The most serious of the impacts occurred between May 23 and May 25 and affected the C3 segment of the 18-piece gold-plated hexagonal primary mirror, according to the statement.

All spacecraft are expected to experience and designed to withstand micrometeoroid impacts, and JWST is no different. The observatory's engineers even subjected mirror samples to real impacts to understand how such events might affect the mission's science.

However, the recent impact was larger than those that mission personnel had modeled or could test on the ground, according to the statement.

Despite the impact coming so early in the observatory's tenure, NASA officials are confident that the $10 billion telescope will still perform adequately.

Comment: They're 'confident' despite the impact being much larger and coming earlier than they'd expected: Russian space surveillance station records space activity surge in 2021

"We always knew that Webb would have to weather the space environment, which includes harsh ultraviolet light and charged particles from the sun, cosmic rays from exotic sources in the galaxy, and occasional strikes by micrometeoroids within our solar system," Paul Geithner, technical deputy project manager at NASA Goddard, said in the statement. "We designed and built Webb with performance margin — optical, thermal, electrical, mechanical — to ensure it can perform its ambitious science mission even after many years in space."

In addition, JWST launched with its optics in even better shape than the agency bargained for, officials noted in the statement.

Some micrometeoroid impacts can be predicted, officials wrote.

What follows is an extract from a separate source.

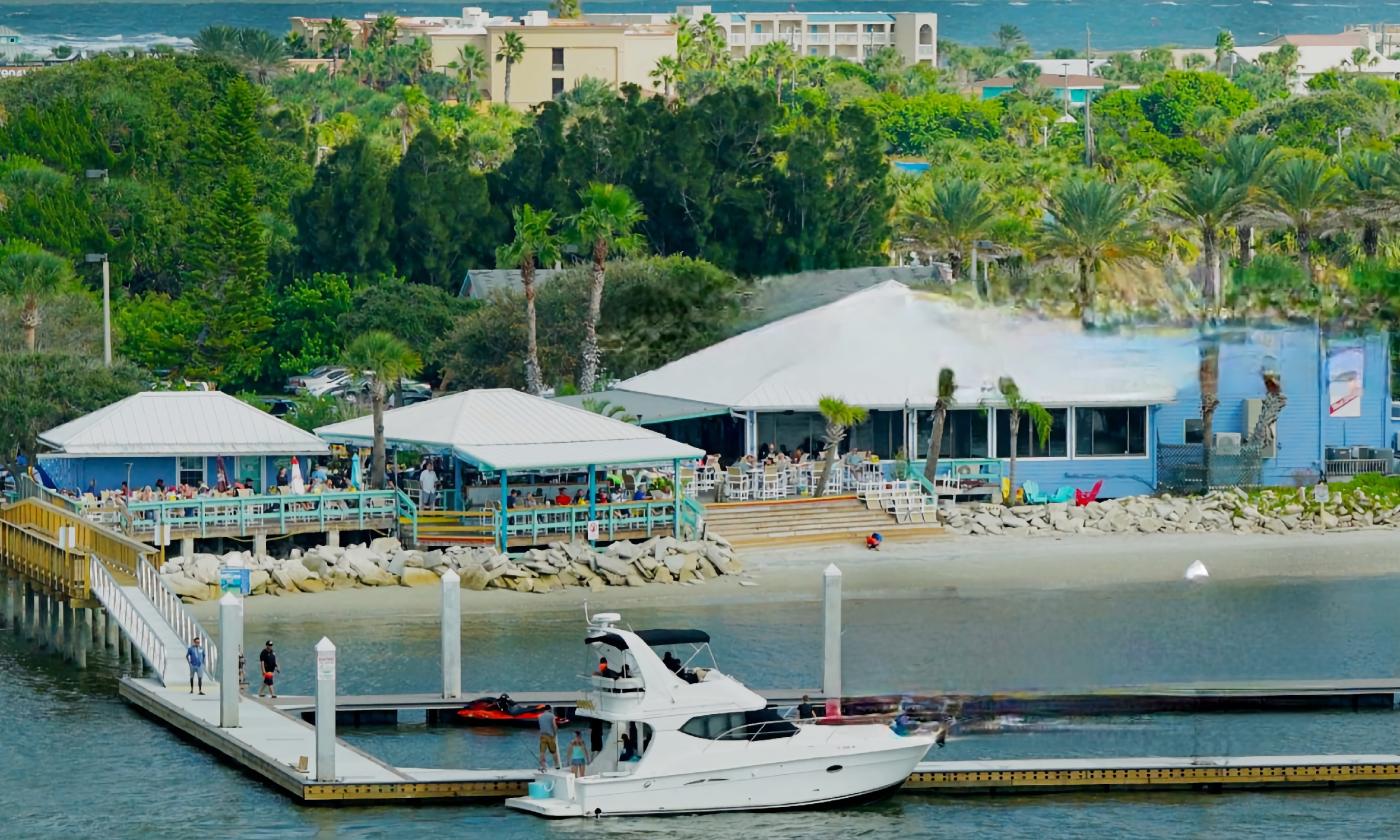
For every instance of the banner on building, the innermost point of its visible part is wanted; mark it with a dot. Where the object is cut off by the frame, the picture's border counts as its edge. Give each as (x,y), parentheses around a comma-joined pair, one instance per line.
(1344,368)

For example, when the spacecraft is set to fly through known meteor showers, personnel can maneuver JWST's optical systems into safety for these events. However, the recent impact was not part of such a meteor shower and the statement classified it as "an unavoidable chance event."

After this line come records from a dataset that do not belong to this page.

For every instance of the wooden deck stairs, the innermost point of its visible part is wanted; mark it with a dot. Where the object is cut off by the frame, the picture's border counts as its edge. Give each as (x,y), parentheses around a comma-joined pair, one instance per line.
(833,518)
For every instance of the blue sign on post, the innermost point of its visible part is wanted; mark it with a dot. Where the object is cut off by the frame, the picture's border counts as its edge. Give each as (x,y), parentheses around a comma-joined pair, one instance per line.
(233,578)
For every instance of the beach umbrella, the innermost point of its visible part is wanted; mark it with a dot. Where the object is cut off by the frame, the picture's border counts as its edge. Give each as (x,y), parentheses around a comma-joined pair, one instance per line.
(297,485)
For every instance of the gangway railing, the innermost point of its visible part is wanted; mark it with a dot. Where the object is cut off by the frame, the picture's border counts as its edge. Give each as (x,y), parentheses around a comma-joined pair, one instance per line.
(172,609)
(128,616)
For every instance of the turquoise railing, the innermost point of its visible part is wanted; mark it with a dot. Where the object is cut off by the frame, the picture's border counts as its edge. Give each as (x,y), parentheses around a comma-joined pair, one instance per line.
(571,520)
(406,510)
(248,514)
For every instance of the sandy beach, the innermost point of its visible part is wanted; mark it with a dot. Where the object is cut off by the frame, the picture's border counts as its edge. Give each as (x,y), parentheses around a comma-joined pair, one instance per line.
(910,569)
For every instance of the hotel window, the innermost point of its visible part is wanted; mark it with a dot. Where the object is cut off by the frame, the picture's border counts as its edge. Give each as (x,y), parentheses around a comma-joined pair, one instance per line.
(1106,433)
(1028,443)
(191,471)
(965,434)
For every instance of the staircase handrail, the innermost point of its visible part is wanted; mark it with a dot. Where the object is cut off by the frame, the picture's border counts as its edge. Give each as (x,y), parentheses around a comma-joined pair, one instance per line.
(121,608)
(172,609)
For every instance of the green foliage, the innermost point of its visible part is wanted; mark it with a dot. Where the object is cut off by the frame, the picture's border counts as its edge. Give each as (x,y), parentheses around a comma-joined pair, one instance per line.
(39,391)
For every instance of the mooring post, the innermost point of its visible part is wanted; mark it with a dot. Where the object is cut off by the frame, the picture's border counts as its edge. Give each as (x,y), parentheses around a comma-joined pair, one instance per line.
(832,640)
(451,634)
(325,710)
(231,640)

After an impact occurs, engineers can individually adjust the 18 primary mirror segments on the observatory to keep the mirror as a whole finely tuned.

As the JWST team continues to evaluate the impact, NASA is focused on better understanding both the particular event and the environment that the observatory will experience throughout its mission. The telescope is orbiting what scientists call the Earth-sun Lagrange point 2, located nearly 1 million miles (1.5 million kilometers) away from Earth in the direction opposite the sun.

"We will use this flight data to update our analysis of performance over time and also develop operational approaches to assure we maximize the imaging performance of Webb to the best extent possible for many years to come," Feinberg said.